Precision = True Positives / (True Positives + False Positives)
A higher precision score is most valuable when you have the luxury of “cherry-picking” a potentially a small sub-sample of cases you want to be correct on. Say you were wanting to pick the winner of a sporting match. If you had a predictive model with high precision and the game you were interested in was chosen by your model, you would have confidence you were placing a good bet. It does not matter to you that your model is not great at picking all games correctly as you are happy to simply avoid ones you don’t have confidence in.

Recall (Sensitivity) = True Positives / (True Positives + False Negatives) High recall is important when your task needs to avoid mistakes that could be costly. A good example is disease detection. You are more concerned with avoiding failing to identify cases where a disease is present than you are concerned with mistakely identifying a disease to be present when it is not.
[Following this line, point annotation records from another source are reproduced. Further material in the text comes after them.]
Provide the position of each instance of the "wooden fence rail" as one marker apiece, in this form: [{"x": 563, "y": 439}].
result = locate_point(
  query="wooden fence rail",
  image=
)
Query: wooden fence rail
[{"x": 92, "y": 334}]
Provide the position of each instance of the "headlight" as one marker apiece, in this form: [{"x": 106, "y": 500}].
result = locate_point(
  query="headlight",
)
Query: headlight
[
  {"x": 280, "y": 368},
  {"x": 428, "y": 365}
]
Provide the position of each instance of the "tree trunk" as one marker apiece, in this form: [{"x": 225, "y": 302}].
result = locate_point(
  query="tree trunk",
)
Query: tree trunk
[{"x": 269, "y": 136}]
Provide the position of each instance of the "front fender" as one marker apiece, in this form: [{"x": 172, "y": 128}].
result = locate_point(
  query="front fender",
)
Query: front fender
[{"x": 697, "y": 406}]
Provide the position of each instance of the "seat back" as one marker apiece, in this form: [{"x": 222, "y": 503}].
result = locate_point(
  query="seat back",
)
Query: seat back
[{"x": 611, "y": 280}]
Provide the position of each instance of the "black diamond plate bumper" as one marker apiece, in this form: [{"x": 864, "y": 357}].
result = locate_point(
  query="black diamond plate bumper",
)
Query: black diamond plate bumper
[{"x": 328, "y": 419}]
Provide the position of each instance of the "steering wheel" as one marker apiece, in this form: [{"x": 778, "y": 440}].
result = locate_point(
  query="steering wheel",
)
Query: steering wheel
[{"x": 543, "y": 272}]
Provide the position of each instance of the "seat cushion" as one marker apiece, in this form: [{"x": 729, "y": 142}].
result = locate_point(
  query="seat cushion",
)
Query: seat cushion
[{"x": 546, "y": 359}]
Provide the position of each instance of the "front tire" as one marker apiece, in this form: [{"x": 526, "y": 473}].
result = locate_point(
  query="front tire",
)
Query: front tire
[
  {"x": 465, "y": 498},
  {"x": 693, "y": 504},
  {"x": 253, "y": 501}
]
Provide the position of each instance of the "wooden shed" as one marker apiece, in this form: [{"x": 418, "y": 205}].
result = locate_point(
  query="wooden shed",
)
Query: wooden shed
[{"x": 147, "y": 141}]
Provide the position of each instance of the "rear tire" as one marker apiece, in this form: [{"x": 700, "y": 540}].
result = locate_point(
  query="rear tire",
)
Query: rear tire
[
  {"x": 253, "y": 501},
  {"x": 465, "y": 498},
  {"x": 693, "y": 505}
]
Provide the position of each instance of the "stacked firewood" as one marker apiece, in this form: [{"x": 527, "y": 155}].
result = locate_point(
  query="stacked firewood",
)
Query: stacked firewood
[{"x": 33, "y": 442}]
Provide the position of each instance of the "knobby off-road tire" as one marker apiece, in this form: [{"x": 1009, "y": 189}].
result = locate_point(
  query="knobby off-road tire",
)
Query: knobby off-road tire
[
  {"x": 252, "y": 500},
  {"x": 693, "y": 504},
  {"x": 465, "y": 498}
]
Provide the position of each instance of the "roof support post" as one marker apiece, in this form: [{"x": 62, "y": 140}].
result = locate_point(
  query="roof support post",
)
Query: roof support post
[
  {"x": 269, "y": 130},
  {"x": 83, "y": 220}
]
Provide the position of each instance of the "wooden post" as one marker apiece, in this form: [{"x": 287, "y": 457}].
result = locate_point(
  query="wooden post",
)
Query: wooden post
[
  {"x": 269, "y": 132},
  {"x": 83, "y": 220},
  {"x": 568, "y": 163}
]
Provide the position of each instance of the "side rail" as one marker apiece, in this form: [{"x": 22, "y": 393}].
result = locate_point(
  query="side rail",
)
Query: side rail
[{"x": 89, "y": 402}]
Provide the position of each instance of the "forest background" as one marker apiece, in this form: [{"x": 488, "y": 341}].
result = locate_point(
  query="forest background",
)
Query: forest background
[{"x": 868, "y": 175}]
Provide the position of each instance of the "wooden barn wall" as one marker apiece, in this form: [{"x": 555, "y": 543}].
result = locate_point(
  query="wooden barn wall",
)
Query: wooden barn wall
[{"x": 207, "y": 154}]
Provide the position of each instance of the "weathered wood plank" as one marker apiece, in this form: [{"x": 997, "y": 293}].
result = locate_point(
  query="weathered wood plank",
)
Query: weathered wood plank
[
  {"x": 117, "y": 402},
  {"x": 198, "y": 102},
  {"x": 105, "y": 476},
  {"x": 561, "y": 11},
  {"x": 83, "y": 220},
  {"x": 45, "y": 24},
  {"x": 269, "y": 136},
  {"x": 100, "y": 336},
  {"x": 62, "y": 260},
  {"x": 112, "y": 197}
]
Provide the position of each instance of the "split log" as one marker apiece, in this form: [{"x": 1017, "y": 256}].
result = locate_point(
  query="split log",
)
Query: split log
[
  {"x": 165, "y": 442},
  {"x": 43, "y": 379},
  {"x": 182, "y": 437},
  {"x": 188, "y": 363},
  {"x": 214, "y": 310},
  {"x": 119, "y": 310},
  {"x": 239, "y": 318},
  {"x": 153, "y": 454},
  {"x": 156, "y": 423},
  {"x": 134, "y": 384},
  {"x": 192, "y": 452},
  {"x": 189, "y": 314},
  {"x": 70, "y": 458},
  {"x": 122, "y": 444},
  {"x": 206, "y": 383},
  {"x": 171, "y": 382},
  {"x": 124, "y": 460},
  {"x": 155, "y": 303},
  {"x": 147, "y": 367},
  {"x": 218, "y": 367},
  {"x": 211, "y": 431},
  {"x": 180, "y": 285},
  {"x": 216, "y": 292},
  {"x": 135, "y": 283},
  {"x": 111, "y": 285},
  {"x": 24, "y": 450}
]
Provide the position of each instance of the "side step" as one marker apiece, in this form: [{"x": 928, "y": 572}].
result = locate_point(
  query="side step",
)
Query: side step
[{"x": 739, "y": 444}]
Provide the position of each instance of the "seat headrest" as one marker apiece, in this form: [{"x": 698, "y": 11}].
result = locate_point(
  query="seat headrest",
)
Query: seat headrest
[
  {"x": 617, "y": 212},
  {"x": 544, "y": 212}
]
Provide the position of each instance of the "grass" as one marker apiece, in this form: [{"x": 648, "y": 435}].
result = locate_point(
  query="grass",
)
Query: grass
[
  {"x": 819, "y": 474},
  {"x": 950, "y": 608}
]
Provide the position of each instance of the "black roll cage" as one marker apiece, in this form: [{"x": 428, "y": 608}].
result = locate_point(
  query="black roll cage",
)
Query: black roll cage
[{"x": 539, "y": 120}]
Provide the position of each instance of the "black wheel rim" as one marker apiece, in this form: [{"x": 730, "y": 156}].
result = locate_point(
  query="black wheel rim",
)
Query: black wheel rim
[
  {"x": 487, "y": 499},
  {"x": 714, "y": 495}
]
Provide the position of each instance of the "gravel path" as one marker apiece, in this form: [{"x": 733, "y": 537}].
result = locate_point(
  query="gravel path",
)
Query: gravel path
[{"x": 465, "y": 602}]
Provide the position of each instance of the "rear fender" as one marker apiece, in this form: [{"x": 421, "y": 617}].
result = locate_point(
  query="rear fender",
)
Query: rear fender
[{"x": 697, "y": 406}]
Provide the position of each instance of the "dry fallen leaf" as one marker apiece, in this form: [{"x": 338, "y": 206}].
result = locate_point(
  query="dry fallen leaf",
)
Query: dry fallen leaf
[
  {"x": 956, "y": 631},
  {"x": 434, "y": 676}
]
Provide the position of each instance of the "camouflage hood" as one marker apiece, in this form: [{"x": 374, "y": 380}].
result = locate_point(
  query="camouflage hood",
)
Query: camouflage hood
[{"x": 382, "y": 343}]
You are ok with some false positives, but in this scenario, false negatives must be avoided!

Challenge 1

Given the tipping use case in this tutorial, which do you think is a more appropriate measure to use, precision or recall?

It depends! If your goal is to try to make sure you can get a big tip each time you choose a customer, then precision is better. If your goal is wanting to avoid missing out on getting a big tipper, then recall is better.

So there we go, we have nice small proof of concept that we can likely develop a tool that will be helpful to meeting our needs. The next step could be to refine some of the code (e.g. to eliminate redundent columns) and to “tune the parameters” of the model, also creating test and train datasets of different sizes to optimize it. We might also want to improve the model using different estimators (e.g. something other than LogisticRegression) or perhaps several models together! And we ultimately will want to test how the model performs agains out of sample data as well. The development and refinement process can go on for some time before ultimately the development of a new data pipeline to automate the process and make it usable for end users.